For my last bit on ransomware, I’m going to focus on what the criminals want you to do, which is to pay the ransom. In my previous post, I talked briefly about how paying a ransom could be seen as a business decision, such as choosing whether to pay a $16,000 ransom versus riding it out and paying maybe $50,000 in damages, or losing possible profit.
While some people definitely make decisions like this, I strongly recommend that you do not. If you fall victim to ransomware, don’t pay the ransom, no matter how low the price tag is. Whether you do get your data back or not, your organization still has a responsibility to protect your clients’ personal information. You are violating information security laws by falling prey to ransomware. But the files are still there, just locked. Why is this a data breach then? It’s still classified as a data breach because how do we know that the attacker who locked your data didn’t make a copy for themselves to sell to other criminals? Or what if they altered the data before returning it to you, and your incorrect records get you into trouble? It’s simply not worth it.

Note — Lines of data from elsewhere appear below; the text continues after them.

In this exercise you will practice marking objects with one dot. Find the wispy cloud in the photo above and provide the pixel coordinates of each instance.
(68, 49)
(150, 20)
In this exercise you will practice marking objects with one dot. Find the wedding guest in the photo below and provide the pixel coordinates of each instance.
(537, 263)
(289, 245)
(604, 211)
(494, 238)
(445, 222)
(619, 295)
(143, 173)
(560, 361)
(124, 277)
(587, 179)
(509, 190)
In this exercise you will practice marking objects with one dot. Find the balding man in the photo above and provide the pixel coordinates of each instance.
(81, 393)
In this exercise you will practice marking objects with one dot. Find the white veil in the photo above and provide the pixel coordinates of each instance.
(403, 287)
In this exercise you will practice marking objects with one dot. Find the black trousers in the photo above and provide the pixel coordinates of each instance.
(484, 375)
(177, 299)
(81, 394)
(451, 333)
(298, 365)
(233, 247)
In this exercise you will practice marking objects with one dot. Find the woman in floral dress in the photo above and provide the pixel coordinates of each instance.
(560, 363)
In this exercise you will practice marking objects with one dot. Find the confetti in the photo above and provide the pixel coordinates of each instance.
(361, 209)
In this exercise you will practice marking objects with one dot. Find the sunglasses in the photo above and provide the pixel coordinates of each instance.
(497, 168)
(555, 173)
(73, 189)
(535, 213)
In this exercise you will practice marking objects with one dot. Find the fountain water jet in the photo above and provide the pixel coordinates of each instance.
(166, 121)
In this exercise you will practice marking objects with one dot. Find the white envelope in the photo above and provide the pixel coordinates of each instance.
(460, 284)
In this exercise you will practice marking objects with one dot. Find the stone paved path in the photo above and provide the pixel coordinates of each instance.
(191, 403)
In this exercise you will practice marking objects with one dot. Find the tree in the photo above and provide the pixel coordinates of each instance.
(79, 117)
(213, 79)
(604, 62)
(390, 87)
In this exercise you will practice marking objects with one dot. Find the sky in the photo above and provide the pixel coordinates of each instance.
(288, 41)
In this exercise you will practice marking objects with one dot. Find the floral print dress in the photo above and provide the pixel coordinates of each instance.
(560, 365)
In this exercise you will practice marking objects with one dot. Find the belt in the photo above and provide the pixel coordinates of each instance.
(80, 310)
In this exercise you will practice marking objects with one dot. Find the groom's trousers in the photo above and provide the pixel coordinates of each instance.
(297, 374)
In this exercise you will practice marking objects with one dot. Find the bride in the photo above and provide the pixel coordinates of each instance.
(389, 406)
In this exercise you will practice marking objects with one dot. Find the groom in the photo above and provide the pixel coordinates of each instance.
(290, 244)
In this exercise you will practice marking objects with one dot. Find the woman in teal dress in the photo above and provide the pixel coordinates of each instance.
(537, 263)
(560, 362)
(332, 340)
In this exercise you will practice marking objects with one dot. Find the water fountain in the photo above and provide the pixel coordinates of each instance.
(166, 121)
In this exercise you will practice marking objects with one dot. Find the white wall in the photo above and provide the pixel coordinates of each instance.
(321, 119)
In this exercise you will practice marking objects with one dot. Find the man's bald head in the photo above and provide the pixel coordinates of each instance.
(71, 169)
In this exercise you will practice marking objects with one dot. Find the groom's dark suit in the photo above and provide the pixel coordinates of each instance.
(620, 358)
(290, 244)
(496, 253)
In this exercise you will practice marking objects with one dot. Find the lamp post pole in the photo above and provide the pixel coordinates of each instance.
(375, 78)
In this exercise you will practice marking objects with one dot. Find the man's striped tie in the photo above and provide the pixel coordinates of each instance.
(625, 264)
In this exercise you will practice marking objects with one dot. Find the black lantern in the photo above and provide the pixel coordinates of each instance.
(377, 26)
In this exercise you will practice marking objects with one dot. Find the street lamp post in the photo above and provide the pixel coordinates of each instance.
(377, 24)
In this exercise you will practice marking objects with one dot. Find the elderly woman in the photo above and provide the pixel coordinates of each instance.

The second reason you shouldn’t pay a ransom is that you will be putting a giant red target on your back. By paying the ransom, you tell cybercriminals that you are an easy victim and they will come back again and again, just like the kid in school that would steal milk money from classmates that were sure just to give it up. This also tells cybercriminals that ransomware still works and because you pay, they will be encouraged to attack other organizations as well. Every dollar you give them is a vote for more of these attacks, which is terrible for our online community. Finally, the third reason is that paying ransoms is unethical. Where does the money you pay the attacker to go? A plausible answer is terrorist organizations. Criminal groups, terrorists, and even nations like North Korea use the money that they make from cybercrimes to fund their physical crimes, and they’re people that you don’t want to fund.
To wrap things up on this topic, when it comes to ransomware, the best thing you can do is restore data from a backup storage device, something your IT department should be using and testing daily. Never pay a ransom.